The Oregon Humanities team is a small group of idealistic, collaborative, creative people who are committed to bringing Oregonians together across differences, beliefs, and backgrounds. Each year, we offer hundreds of public conversations and programs across the state, train dozens of discussion leaders, and award tens of thousands of dollars in grants to organizations that, like us, believe in the power of people in rooms listening, learning, and struggling together. In our magazine and on our website, we publish essays, photographs, films, and audio recordings that explore the thoughts, perspectives, and experiences of Oregonians, especially those who have been ignored, generalized, or oppressed.
Founded in 1971, Oregon Humanities is an independent, nonprofit affiliate of the National Endowment for the Humanities and one of five statewide partners of the Oregon Cultural Trust. OH is a statewide organization based in Portland, Oregon with an annual budget of $1.7 million. We have a growing staff of twelve employees and up to four interns at any one time. We partner with 150+ organizations each year to reach over sixty thousand people through our programs, media, and grantmaking.
We have been gathering feedback from program participants, partners, and leaders for many years, regularly refining our surveys, and doing what we can to update participant contact data.
Provisional Anticipated Deliverables
- Development of evaluation plan, program surveys, and other evaluation tools to implement going forward
- Impact report to share with current partners, funders, and stakeholders
- Recommendations for continued evaluation efforts
Timeline and Budget
We anticipate that this project will run 9 to 12 months in duration, beginning as soon as circumstances allow.
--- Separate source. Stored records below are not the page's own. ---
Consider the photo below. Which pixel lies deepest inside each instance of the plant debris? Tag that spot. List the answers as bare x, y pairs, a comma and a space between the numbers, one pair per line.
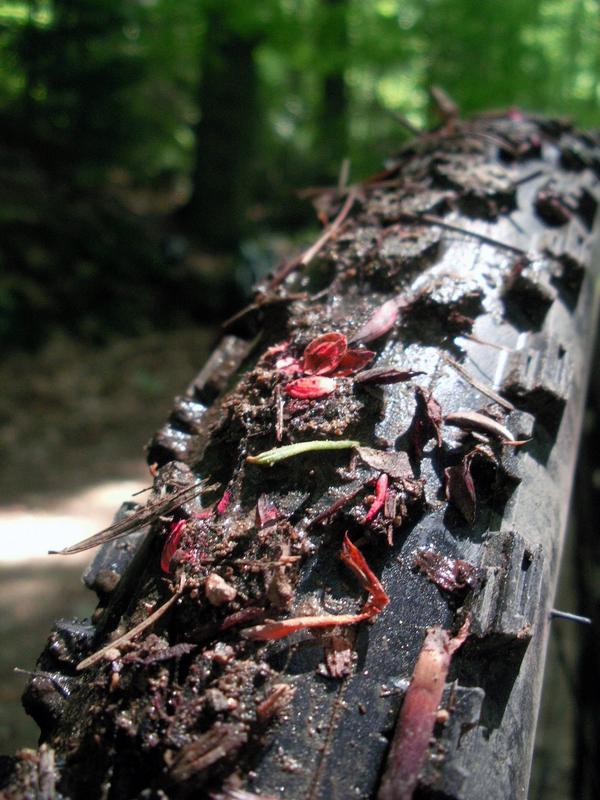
417, 717
353, 558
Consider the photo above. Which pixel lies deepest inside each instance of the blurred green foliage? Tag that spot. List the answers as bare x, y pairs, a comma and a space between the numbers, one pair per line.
126, 124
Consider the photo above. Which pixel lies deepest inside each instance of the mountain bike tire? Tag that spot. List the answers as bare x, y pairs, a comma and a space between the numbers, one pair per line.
467, 267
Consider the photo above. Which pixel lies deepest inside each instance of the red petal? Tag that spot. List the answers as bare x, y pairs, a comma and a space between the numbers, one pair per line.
324, 353
353, 361
310, 388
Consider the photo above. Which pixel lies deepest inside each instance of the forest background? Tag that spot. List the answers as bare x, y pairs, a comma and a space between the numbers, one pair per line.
153, 157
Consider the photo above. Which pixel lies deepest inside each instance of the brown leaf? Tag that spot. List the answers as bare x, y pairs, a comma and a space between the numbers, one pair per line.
384, 375
323, 354
460, 489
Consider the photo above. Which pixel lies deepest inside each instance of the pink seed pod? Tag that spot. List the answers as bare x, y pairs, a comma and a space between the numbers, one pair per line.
381, 321
310, 388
The anticipated budget range is between $30,000 and $50,000.
Scope of Request
Please be sure your proposal includes the following:
- A summary of your interest in the project and qualifications
- Estimated cost and timeline
- Your earliest availability to begin the project
If there is information missing from this proposal that would dramatically affect your estimates, please point it out in your proposal. Please direct questions—if needed—to Adam Davis, executive director, at email@example.com.
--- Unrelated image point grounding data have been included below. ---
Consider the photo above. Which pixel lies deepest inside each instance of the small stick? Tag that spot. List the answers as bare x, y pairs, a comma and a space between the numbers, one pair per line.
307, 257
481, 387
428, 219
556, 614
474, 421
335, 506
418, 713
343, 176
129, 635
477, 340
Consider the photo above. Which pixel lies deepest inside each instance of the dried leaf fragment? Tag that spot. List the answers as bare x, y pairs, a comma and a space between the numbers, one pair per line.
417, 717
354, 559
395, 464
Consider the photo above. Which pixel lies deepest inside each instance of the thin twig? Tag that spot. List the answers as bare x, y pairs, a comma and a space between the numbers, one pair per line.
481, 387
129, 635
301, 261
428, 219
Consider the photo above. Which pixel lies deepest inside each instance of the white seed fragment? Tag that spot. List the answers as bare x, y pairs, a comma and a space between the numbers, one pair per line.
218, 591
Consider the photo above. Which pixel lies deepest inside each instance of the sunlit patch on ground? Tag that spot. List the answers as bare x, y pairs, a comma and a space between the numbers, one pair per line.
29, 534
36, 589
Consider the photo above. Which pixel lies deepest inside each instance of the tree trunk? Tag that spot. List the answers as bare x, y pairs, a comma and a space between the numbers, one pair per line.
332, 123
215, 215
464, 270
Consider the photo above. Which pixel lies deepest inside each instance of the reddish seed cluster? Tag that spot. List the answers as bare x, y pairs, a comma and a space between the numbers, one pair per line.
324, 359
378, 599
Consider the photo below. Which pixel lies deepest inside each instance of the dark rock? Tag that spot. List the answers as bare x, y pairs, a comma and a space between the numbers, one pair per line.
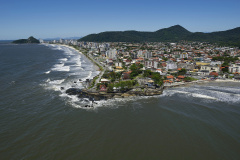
73, 91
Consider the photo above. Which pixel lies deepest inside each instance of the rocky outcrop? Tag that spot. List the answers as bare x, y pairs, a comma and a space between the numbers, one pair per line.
106, 95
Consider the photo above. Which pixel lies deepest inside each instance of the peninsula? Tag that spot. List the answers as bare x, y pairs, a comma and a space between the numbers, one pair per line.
146, 68
29, 40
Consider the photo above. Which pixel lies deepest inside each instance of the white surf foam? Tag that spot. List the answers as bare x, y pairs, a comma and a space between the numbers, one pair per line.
61, 67
47, 72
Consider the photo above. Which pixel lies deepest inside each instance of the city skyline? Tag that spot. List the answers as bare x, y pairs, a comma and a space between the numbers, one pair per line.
50, 19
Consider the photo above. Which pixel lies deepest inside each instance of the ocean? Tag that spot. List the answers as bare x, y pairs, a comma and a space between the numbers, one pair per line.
38, 120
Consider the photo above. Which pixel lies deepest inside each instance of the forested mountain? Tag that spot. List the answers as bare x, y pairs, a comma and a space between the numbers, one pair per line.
172, 34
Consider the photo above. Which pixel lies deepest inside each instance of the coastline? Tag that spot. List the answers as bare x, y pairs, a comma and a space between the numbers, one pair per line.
81, 54
92, 93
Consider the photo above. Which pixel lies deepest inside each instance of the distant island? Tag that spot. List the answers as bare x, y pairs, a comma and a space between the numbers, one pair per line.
172, 34
29, 40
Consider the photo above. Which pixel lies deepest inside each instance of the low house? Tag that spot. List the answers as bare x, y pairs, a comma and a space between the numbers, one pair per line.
104, 80
170, 78
214, 74
180, 78
126, 75
233, 68
103, 88
210, 68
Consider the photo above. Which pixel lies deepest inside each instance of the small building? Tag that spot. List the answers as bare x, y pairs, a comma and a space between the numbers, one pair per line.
103, 88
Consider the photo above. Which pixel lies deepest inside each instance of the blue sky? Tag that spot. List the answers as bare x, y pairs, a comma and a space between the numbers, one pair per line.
68, 18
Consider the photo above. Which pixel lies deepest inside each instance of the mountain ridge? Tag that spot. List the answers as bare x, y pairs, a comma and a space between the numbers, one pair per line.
172, 34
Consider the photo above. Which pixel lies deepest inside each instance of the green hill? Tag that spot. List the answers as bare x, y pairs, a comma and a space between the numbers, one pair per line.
29, 40
172, 34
Please send proposals by email to Adam Davis at firstname.lastname@example.org. Proposals are due by 5:00 p.m. July 20, 2018.
Oregon Humanities Programming
Oregon Humanities has three main arms of programming: face-to-face programs, media projects, and capacity-building (including training and grants). The programs we are most interested in evaluating through this project are our face-to-face programs, including the following:
Conversation Project (CP) brings Oregonians together to talk about important issues and ideas. A local nonprofit, community group, or business applies to host a Conversation Project event on a topic relevant to their community. An Oregon Humanities facilitator comes to that community to lead the conversation. Each year we have a catalog of about sixty topics to choose from, each led by an independent facilitator.
Bridging Oregon convenes regional cohorts of approximately twenty-five participants for series of four half-day conversations to explore how our real and perceived differences inform our experiences and affect our communities. Participants also build skills in facilitating challenging conversations in their personal and professional networks. These conversations take place in multiple regions of the state during different times of the year.
Facilitation Trainings open to the public and to organizations help participants strengthen skills in planning and leading conversations about the big questions that drive their work in the world. During these trainings, people participate in reflective discussions in large and small groups and deepen knowledge of techniques to lead them. All participants have the opportunity to plan a conversation and receive feedback from trainers and other participants.
Humanity in Perspective (HIP) is a free college humanities course for adults who do not have a college degree and who face financial barriers to continuing their education. Each year OH supports a group of students with twice weekly classes from September through April.
We also offer a range of responsive, ad hoc face-to-face programs in communities and workplaces, developed in partnership with local organizations.